Functional Analyses of the Crohn's Disease Risk Gene LACC1 - PubMed (original) (raw)

. 2016 Dec 13;11(12):e0168276.

doi: 10.1371/journal.pone.0168276. eCollection 2016.

Liselotte Vesterlund 1, Ferdinando Bonfiglio 1, Luca Mazzurana 2, Lina Cordeddu 1, Danika Schepis 3, Jenny Mjösberg 2, Sabrina Ruhrmann 4, Alessia Fabbri 5, Vladana Vukojevic 4, Piergiorgio Percipalle 6 7, Florian A Salomons 8, Jurga Laurencikiene 9, Leif Törkvist 10, Jonas Halfvarson 11, Mauro D'Amato 1 12

Affiliations

• PMID: 27959965
• PMCID: PMC5154582
• DOI: 10.1371/journal.pone.0168276

Functional Analyses of the Crohn's Disease Risk Gene LACC1

Ghazaleh Assadi et al. PLoS One. 2016.

Abstract

Background: Genetic variation in the Laccase (multicopper oxidoreductase) domain-containing 1 (LACC1) gene has been shown to affect the risk of Crohn's disease, leprosy and, more recently, ulcerative colitis and juvenile idiopathic arthritis. LACC1 function appears to promote fatty-acid oxidation, with concomitant inflammasome activation, reactive oxygen species production, and anti-bacterial responses in macrophages. We sought to contribute to elucidating LACC1 biological function by extensive characterization of its expression in human tissues and cells, and through preliminary analyses of the regulatory mechanisms driving such expression.

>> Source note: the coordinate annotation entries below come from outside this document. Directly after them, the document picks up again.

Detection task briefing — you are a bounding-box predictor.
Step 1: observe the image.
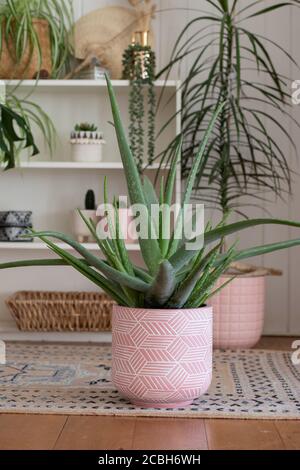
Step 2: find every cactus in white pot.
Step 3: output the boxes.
[70,122,106,163]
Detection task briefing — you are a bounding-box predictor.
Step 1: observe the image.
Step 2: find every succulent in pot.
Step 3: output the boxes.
[73,189,99,243]
[0,80,300,407]
[70,123,105,163]
[156,0,299,349]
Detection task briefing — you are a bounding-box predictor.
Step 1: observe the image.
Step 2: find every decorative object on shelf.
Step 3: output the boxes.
[0,79,300,408]
[6,291,114,332]
[73,57,109,80]
[70,123,106,163]
[0,0,73,79]
[66,0,156,80]
[0,101,39,170]
[73,189,100,243]
[158,0,299,348]
[0,211,33,242]
[123,31,156,172]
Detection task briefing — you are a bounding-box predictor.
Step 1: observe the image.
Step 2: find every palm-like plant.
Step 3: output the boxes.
[0,103,38,170]
[0,81,300,309]
[158,0,299,216]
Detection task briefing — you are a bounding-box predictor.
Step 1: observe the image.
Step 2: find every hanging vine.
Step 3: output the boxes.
[123,44,156,173]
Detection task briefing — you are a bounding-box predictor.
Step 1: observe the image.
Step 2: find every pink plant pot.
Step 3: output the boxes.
[112,306,212,408]
[209,276,266,349]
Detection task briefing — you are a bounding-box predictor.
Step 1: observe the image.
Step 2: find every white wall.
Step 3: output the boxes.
[76,0,300,334]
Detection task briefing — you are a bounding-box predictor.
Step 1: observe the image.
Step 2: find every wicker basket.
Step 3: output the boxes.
[6,292,114,331]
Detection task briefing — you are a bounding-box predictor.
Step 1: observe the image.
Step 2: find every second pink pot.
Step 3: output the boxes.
[112,306,212,408]
[210,276,266,349]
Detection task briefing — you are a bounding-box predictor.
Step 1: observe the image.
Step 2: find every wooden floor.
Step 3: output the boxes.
[0,338,300,450]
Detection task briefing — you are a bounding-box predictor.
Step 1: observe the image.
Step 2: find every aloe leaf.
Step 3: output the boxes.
[145,260,176,307]
[33,232,149,292]
[169,219,300,272]
[106,76,161,274]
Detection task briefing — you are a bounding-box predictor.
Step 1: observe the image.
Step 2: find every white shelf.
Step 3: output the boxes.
[12,161,169,171]
[4,80,179,89]
[0,322,111,343]
[0,242,140,251]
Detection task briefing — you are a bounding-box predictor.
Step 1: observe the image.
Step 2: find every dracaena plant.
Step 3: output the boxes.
[157,0,299,216]
[0,80,300,309]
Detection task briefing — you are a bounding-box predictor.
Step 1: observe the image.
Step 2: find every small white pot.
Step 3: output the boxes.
[72,210,99,243]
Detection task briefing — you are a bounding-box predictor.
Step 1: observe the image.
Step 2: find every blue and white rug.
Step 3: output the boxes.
[0,343,300,419]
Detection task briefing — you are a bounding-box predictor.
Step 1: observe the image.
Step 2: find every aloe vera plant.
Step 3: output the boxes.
[156,0,300,218]
[0,79,300,309]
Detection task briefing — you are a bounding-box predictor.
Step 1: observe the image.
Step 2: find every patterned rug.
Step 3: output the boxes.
[0,343,300,419]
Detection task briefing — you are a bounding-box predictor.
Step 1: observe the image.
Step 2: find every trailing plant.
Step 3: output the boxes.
[0,103,39,170]
[157,0,299,216]
[0,79,300,309]
[0,0,73,78]
[123,43,156,172]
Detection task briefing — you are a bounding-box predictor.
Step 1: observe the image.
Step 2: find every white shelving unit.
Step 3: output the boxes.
[0,80,181,341]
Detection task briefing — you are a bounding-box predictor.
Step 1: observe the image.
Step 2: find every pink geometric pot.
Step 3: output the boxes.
[209,276,266,349]
[112,306,212,408]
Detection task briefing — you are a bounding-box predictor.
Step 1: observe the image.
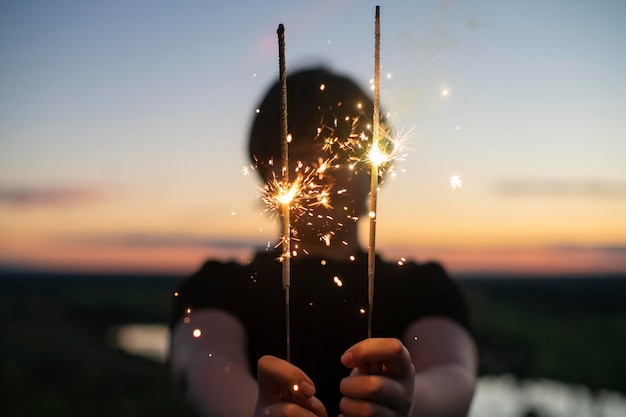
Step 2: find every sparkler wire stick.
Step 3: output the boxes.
[276,23,291,362]
[367,6,380,337]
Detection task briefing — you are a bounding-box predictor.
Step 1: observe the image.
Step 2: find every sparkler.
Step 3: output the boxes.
[367,6,386,337]
[276,23,295,362]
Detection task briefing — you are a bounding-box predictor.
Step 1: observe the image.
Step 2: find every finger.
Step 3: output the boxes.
[257,356,315,403]
[261,400,327,417]
[339,375,409,409]
[339,397,394,417]
[341,338,413,378]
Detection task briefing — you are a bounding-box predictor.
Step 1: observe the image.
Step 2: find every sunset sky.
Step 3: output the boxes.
[0,0,626,273]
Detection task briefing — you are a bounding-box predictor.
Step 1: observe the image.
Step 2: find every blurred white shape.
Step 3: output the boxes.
[112,324,170,362]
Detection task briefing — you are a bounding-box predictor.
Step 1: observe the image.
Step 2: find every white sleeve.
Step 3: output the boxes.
[170,309,258,417]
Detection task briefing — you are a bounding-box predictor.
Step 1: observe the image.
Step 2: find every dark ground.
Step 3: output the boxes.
[0,271,626,417]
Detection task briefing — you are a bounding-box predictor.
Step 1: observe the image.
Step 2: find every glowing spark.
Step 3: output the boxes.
[276,180,300,206]
[367,146,389,166]
[450,175,463,190]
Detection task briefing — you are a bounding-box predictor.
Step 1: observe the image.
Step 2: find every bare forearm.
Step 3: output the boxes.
[185,355,257,417]
[409,364,475,417]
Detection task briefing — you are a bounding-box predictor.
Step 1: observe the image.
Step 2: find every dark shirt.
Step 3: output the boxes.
[172,249,471,415]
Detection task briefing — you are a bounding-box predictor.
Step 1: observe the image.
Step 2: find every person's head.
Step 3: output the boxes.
[248,68,386,221]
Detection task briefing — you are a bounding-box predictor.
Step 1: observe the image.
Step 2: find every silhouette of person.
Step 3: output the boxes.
[171,68,477,417]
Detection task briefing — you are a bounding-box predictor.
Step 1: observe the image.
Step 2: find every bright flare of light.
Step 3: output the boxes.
[276,180,300,205]
[450,175,463,190]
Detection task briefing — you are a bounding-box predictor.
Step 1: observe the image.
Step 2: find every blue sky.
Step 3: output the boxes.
[0,0,626,271]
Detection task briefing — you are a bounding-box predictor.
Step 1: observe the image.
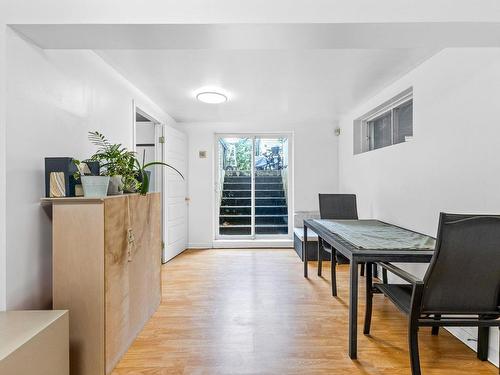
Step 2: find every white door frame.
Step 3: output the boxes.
[132,101,168,262]
[213,132,294,247]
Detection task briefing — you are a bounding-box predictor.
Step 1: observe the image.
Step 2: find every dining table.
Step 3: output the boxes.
[303,219,436,359]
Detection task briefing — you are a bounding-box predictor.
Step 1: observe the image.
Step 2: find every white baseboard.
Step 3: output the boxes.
[445,327,499,367]
[213,239,293,249]
[187,242,212,249]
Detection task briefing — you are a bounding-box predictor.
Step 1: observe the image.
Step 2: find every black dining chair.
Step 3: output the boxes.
[318,194,365,296]
[364,213,500,375]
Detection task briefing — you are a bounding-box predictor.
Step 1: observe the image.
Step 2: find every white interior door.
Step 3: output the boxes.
[163,128,188,262]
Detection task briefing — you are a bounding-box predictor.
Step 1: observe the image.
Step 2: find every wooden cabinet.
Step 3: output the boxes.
[0,310,69,375]
[43,193,161,375]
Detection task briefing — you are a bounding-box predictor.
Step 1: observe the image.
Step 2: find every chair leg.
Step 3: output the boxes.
[363,263,373,335]
[318,238,323,276]
[382,268,387,284]
[431,314,441,336]
[408,316,421,375]
[330,247,337,297]
[477,316,490,361]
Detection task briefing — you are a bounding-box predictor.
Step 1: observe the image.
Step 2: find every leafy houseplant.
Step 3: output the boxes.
[73,159,109,198]
[89,131,184,195]
[89,131,137,195]
[134,152,184,195]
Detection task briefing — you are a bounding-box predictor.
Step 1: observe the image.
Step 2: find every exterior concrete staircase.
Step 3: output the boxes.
[219,170,288,236]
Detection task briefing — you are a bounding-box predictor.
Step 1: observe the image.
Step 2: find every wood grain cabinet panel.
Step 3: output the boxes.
[43,193,161,375]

Methods: We implemented Western blot, quantitative real-time PCR, immunofluorescence microscopy, and flow cytometry analyses to investigate fatty acid metabolism-immune nexus (FAMIN; the LACC1 encoded protein) expression in subcellular compartments, cell lines and relevant human tissues. Gene-set enrichment analyses were performed to initially investigate modulatory mechanisms of LACC1 expression. A small-interference RNA knockdown in vitro model system was used to study the effect of FAMIN depletion on peroxisome function.

Results: FAMIN expression was detected in macrophage-differentiated THP-1 cells and several human tissues, being highest in neutrophils, monocytes/macrophages, myeloid and plasmacytoid dendritic cells among peripheral blood cells. Subcellular co-localization was exclusively confined to peroxisomes, with some additional positivity for organelle endomembrane structures. LACC1 co-expression signatures were enriched for genes involved in peroxisome proliferator-activated receptors (PPAR) signaling pathways, and PPAR ligands downregulated FAMIN expression in in vitro model systems.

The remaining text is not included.